1CxD02-088 16 de julio de 2014
Carne de diván
© Jorge Claudio Morhain
- La realidad desaparece, doctor.
Esperaba que el psicoanalista pegase un respingo, se
alterase, se moviese inquieto, carraspeara. Pero no. Se volvió a medias, en el
diván, para ver si el hombre todavía estaba allí. Estaba, y sonrió levemente.
- Siga, siga -, dijo.
El paciente suspiró profundamente. ¿Cómo podía seguir? La falta
de respuesta lo había dejado pasmado. Siempre que decía esa frase la gente lo
miraba raro, se alejaba, cambiaba de conversación o le recomendaba un
psicoanalista. Así fue como llegó aquí.
- ¿Me pasa solamente a mí, verdad?
- No sé. ¿A usted qué le parece?
“No le pago para que me haga preguntas sino para que me las
conteste”, quiso decir, pero no lo dijo.
- Nadie me lo ha dicho. Nadie lo considera un problema.
-¿Usted sí?
- ¡Claro! ¡Nunca sé si el lugar donde acabo de dejar a mis
amigos, a mi esposa, a mis hijos, sigue estando allí, o ha desparecido!
- ¿Y sigue estando?
- ¿Cómo puedo saberlo? No estoy allí para verlo.
- Comprendo. El mundo que usted NO VE desaparece para usted.
- No “para mí”. Desaparece, a secas. Desaparece totalmente.
- ¿Lo ha visto desaparecer?
- ¡Y dale! No, doctor. Desaparece en cuanto me voy, en
cuanto me alejo, en cuanto dejo de observarlo.
- Ajá. ¿Y cuando regresa?
- Obviamente, la realidad vuelve a aparecer.
- En el mismo punto donde la dejó.
- No, en el mismo punto no, en el punto en que debería estar
si hubiese seguido existiendo mientras yo no miraba.
- Hay una pequeña confusión en esto. Fíjese: Todo parece
como si todo siguiese existiendo aunque usted no esté, pero usted supone que
una vez que usted no está todo desaparece.
- Exactamente.
- ¿Y tiene pruebas?
- Sí.
- Ah, tiene pruebas…
“Sí, tengo pruebas, idiota, si no, no vendría a perder el
tiempo aquí”, quiso decir pero no lo dijo. Y “no te voy a decir qué pruebas
tengo, a menos que me lo pidas”.
Silencio.
Silencio.
- ¿Doctor?
- ¿Sí?
- ¿Estuvo ahí… todo el tiempo en que estuve en silencio, sin
mirarlo, o había desaparecido y ahora regresó?

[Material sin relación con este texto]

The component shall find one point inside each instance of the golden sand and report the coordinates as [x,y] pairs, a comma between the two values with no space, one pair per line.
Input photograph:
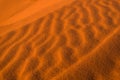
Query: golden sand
[60,40]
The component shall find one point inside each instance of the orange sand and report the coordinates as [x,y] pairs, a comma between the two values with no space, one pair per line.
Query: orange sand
[60,40]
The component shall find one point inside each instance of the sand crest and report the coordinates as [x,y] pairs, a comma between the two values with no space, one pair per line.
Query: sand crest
[62,40]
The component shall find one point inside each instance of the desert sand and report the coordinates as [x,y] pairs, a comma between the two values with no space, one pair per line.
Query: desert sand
[60,40]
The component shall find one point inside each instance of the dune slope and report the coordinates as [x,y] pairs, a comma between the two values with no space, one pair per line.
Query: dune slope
[79,41]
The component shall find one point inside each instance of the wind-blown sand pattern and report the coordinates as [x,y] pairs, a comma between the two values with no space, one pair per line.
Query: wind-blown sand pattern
[78,41]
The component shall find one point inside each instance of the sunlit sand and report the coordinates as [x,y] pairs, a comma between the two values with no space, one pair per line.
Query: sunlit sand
[60,40]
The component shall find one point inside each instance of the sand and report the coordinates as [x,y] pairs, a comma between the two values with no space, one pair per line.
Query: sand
[60,40]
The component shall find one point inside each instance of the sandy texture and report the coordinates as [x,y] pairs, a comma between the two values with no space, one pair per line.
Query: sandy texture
[79,40]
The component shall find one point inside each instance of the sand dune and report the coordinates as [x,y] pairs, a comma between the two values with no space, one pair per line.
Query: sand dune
[76,40]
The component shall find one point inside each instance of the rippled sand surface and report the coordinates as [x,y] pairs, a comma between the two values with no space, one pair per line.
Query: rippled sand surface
[60,40]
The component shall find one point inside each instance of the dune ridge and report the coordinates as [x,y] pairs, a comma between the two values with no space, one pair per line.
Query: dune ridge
[79,41]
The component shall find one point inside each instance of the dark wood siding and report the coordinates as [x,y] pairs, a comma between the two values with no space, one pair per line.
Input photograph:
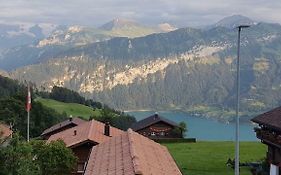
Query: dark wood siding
[159,130]
[82,152]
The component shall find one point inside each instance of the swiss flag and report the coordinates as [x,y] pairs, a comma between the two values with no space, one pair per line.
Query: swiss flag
[28,100]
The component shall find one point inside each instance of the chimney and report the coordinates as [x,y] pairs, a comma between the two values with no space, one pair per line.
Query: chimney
[107,129]
[155,115]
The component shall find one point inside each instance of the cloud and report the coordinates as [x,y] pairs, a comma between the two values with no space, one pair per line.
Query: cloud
[97,12]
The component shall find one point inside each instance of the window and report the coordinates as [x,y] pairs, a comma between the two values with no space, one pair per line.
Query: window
[81,167]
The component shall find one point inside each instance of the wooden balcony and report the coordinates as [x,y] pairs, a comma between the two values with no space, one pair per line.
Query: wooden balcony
[268,137]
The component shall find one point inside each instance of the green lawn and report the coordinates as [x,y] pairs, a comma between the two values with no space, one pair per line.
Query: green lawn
[209,158]
[73,109]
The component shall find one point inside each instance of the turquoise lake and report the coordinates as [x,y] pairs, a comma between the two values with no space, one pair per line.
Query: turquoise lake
[204,129]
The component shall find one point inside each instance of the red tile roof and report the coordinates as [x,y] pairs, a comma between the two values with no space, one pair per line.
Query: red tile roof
[5,131]
[131,154]
[92,131]
[271,118]
[71,121]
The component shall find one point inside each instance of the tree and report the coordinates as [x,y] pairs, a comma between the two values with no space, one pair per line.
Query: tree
[17,158]
[180,130]
[54,158]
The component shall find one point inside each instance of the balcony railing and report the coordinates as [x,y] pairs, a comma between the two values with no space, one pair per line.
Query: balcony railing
[270,137]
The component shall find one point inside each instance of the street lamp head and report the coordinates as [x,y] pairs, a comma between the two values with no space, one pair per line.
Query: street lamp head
[243,26]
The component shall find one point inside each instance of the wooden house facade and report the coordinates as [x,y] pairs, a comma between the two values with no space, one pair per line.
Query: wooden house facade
[157,127]
[269,132]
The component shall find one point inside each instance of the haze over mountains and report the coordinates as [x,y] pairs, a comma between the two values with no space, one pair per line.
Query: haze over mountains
[131,66]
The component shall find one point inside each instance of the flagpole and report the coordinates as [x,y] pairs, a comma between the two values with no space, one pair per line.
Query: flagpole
[28,106]
[28,126]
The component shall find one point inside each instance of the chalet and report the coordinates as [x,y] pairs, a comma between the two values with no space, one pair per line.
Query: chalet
[156,127]
[5,134]
[269,132]
[69,123]
[83,137]
[131,154]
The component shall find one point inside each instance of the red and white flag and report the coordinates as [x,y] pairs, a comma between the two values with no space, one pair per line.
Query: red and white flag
[28,100]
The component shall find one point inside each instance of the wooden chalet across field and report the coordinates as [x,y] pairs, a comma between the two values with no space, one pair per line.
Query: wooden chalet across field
[269,132]
[157,127]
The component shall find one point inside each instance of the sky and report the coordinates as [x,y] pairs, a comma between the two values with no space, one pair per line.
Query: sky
[180,13]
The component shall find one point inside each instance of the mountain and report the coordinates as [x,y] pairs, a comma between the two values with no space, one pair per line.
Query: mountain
[64,38]
[233,21]
[166,27]
[16,34]
[183,69]
[176,70]
[129,28]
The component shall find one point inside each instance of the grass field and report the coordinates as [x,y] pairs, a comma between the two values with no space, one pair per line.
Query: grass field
[209,158]
[73,109]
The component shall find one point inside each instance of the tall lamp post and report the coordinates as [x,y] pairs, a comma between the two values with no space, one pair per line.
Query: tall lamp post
[240,27]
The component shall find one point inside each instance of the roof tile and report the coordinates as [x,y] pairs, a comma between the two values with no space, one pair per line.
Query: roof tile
[271,118]
[76,121]
[131,154]
[92,131]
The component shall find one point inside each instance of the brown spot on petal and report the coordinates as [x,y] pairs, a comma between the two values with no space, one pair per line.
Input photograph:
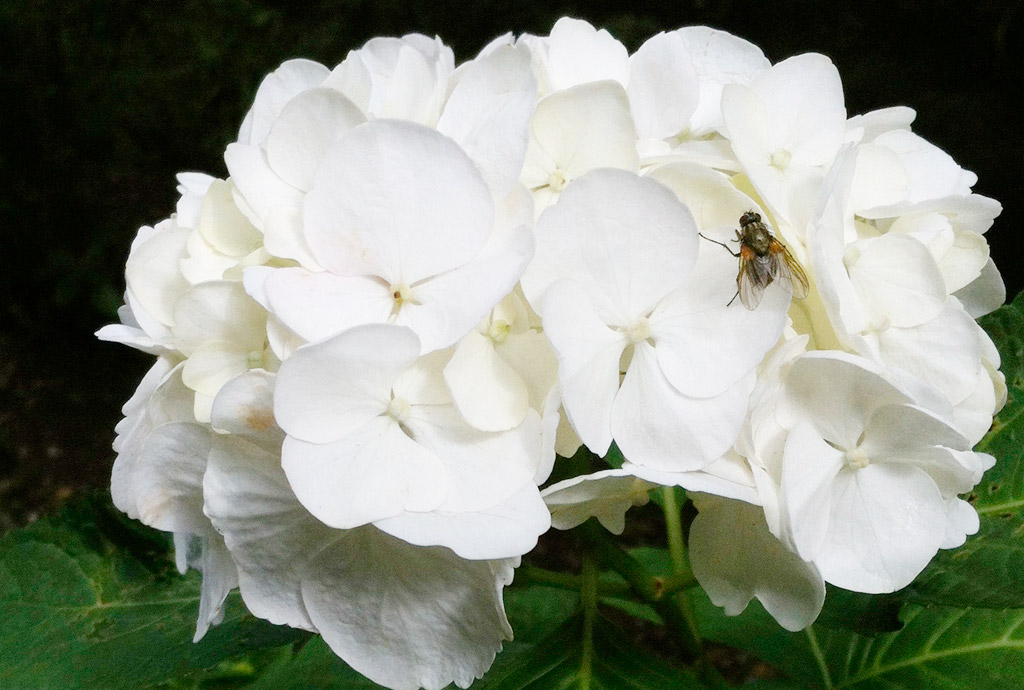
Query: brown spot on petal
[259,420]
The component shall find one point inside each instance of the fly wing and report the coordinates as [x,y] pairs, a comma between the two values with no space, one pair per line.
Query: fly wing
[787,270]
[755,275]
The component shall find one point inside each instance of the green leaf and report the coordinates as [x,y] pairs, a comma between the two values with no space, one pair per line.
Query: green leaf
[80,611]
[938,647]
[988,570]
[555,662]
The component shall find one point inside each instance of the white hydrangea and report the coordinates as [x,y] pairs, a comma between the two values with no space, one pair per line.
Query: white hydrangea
[422,281]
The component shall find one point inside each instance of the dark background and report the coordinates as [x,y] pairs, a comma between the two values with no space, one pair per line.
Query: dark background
[102,101]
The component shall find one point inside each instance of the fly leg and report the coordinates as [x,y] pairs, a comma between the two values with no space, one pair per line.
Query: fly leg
[722,244]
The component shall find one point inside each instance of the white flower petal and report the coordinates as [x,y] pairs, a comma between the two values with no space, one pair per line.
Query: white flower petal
[448,306]
[606,496]
[372,473]
[168,484]
[583,128]
[318,305]
[729,477]
[485,468]
[886,523]
[578,53]
[735,558]
[270,535]
[274,91]
[244,407]
[485,390]
[663,87]
[626,240]
[507,529]
[945,351]
[810,467]
[305,129]
[219,576]
[588,361]
[962,521]
[656,426]
[897,276]
[332,388]
[719,58]
[837,392]
[373,210]
[488,114]
[219,310]
[408,616]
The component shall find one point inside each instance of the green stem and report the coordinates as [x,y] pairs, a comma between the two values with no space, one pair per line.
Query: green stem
[690,638]
[531,574]
[609,553]
[588,597]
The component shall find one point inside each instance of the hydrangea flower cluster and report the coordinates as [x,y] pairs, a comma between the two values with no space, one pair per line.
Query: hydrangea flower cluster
[422,283]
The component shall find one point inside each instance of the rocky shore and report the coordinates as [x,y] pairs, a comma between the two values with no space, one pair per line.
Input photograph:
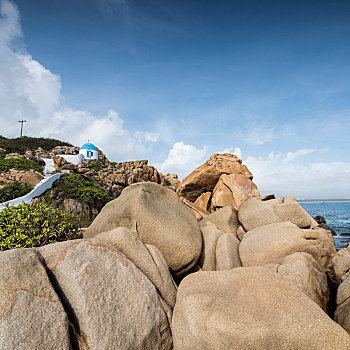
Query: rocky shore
[212,265]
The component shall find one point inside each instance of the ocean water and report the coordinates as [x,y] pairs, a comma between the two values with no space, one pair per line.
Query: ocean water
[337,215]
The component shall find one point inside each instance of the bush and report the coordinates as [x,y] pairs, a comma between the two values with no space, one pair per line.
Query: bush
[21,144]
[35,225]
[19,164]
[76,187]
[14,190]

- Todo es posible. ¿A usted qué le parece?
- Está bien. Se lo diré entonces. Sé que desaparece, porque
muchas veces faltan cosas de la escena original, o están mal. Por ejemplo,
llueve, miro por la ventana, está pasando una chica con paraguas verde. Me
inclino, bebo mi café, vuelvo a mirar por la ventana y la chica termina de
pasar, pero su paraguas ahora es rojo.
- Ajá.
- Dejo mis llaves en la patena de bronce, en el mueble
adosado junto a la puerta, y cuando vuelvo a buscarlas no las encuentro, y
están en el bolsillo de mi saco.
- ¿No las habrá movido alguien?
- ¡Eso pasa cuando estoy solo, doctor! ¡Cuando no hay nadie!
- Comprendo. Quizás ese día se olvidó de dejarlas en la
patena.
No contestó. ¿Para qué? Lo que le pasaba a todo el mundo, lo
que lo tenía angustiado, acababa de suceder: el psicoanalista tampoco le creía.

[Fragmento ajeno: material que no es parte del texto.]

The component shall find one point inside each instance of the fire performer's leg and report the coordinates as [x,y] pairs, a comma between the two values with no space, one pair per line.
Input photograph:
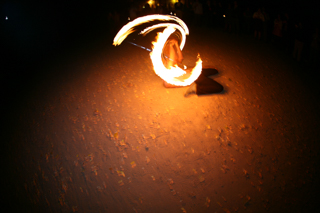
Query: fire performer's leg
[172,56]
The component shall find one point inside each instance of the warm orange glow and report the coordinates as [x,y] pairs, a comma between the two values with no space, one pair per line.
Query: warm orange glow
[173,75]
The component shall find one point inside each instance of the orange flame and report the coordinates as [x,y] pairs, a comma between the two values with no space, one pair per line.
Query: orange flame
[173,75]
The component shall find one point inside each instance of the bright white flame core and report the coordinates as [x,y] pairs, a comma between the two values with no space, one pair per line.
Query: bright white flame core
[174,75]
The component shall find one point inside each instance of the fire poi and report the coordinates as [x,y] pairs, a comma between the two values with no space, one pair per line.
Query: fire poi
[173,74]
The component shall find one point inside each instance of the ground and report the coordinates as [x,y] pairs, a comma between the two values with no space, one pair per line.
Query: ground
[98,132]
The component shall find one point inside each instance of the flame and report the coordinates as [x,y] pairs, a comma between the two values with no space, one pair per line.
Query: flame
[173,75]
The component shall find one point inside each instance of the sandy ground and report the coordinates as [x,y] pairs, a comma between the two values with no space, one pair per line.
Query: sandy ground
[100,133]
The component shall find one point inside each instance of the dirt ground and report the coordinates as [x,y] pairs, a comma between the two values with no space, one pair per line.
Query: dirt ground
[100,133]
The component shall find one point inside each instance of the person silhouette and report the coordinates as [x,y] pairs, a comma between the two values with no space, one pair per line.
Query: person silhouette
[172,56]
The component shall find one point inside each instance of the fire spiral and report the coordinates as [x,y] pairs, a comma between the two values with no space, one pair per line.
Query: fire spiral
[174,74]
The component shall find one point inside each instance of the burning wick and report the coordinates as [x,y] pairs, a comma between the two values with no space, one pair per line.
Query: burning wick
[174,74]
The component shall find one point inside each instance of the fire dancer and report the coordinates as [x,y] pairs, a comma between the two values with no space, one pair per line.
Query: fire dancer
[172,56]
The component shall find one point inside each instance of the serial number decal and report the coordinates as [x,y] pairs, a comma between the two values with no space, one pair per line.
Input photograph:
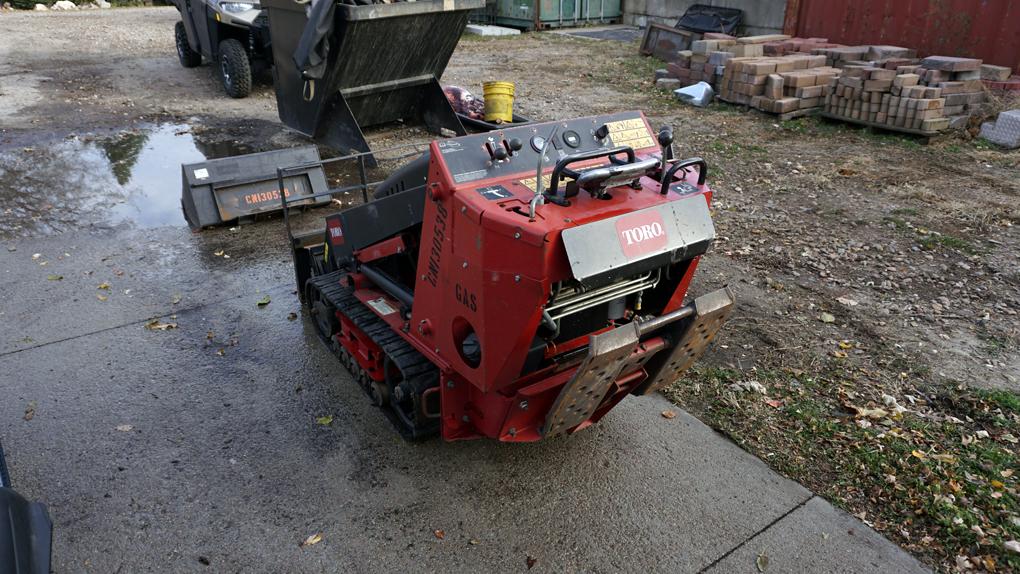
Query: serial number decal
[469,175]
[381,306]
[263,197]
[436,250]
[630,133]
[466,298]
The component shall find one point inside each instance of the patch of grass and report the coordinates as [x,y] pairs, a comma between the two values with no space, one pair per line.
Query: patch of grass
[937,475]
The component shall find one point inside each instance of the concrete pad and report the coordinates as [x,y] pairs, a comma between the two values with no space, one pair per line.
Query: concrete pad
[163,451]
[223,460]
[819,537]
[145,270]
[490,30]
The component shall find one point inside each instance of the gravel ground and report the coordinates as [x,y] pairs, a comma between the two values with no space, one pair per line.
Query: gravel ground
[886,261]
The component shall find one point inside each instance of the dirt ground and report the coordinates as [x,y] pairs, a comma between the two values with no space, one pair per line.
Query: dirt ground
[866,265]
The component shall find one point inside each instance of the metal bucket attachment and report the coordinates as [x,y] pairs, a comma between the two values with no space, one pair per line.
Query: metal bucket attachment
[608,353]
[710,313]
[223,191]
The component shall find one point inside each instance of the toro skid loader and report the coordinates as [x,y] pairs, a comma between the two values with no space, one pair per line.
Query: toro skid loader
[517,284]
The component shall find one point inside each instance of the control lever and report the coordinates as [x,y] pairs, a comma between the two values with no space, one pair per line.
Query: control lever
[666,143]
[596,179]
[682,165]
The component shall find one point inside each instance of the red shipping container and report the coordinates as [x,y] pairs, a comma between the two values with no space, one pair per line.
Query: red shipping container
[975,29]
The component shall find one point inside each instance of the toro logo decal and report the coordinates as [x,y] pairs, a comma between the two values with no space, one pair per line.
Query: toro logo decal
[641,233]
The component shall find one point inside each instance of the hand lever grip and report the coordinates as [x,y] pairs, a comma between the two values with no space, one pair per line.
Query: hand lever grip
[667,176]
[562,169]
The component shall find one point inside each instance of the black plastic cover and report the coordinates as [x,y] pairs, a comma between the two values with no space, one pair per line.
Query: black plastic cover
[701,17]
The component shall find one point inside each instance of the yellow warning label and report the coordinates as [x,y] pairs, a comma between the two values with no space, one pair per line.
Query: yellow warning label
[630,133]
[529,183]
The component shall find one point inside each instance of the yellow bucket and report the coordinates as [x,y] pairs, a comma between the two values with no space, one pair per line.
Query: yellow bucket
[499,101]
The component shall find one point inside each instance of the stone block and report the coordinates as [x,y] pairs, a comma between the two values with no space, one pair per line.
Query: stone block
[951,63]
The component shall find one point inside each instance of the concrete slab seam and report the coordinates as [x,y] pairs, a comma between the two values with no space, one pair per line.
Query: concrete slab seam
[129,323]
[756,534]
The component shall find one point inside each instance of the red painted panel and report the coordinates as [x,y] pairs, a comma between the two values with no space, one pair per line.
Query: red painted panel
[979,29]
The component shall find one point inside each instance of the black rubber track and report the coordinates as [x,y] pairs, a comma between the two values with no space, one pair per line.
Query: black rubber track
[413,366]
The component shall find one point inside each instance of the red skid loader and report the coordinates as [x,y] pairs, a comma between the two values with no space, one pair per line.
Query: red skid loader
[517,284]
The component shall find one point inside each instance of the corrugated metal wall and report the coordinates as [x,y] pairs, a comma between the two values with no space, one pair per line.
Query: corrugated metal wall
[979,29]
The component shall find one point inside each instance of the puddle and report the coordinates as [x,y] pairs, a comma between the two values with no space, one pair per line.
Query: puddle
[130,178]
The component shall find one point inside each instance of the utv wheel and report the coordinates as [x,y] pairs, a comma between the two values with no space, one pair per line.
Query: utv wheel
[188,57]
[235,68]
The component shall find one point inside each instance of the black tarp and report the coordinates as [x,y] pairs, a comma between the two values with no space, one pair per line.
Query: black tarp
[701,17]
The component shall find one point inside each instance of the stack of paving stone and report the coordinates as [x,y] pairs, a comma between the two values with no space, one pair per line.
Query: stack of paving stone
[782,85]
[1005,131]
[797,45]
[960,82]
[886,99]
[870,56]
[706,59]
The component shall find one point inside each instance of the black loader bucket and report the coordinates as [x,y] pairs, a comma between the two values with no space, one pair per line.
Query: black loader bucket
[238,189]
[340,67]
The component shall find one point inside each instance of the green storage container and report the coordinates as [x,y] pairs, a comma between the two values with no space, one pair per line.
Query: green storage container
[537,14]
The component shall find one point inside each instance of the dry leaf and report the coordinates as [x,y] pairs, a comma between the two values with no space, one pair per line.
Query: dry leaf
[157,325]
[311,540]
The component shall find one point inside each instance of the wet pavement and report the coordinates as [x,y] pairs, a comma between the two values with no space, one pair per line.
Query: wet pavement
[198,448]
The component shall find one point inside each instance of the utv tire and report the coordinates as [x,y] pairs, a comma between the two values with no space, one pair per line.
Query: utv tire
[235,68]
[188,57]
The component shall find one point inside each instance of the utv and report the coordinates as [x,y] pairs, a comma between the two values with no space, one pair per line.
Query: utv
[234,33]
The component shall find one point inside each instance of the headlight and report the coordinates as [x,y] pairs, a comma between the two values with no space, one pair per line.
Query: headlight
[236,7]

- Bueno -, dijo el psicoanalista. Seguimos el viernes. Es la
hora.
- ¿Y yo qué hago mientras tanto, doctor?
- Tranquilo, hombre. Piense que, por lo menos, cuando usted
regresa su mundo reaparece. Haga de cuenta que siempre siguió estando allí.
“¡Doctores! ¡Matasanos!”, pensaba el hombre, mientras salía
furioso del edificio del psicoanalista, rumbo a la calle, rumbo a su casa. A
medida que se alejaba del lugar, las cosas se iban borrando, como si alguien
pasara una goma blanda por un trazo a lápiz.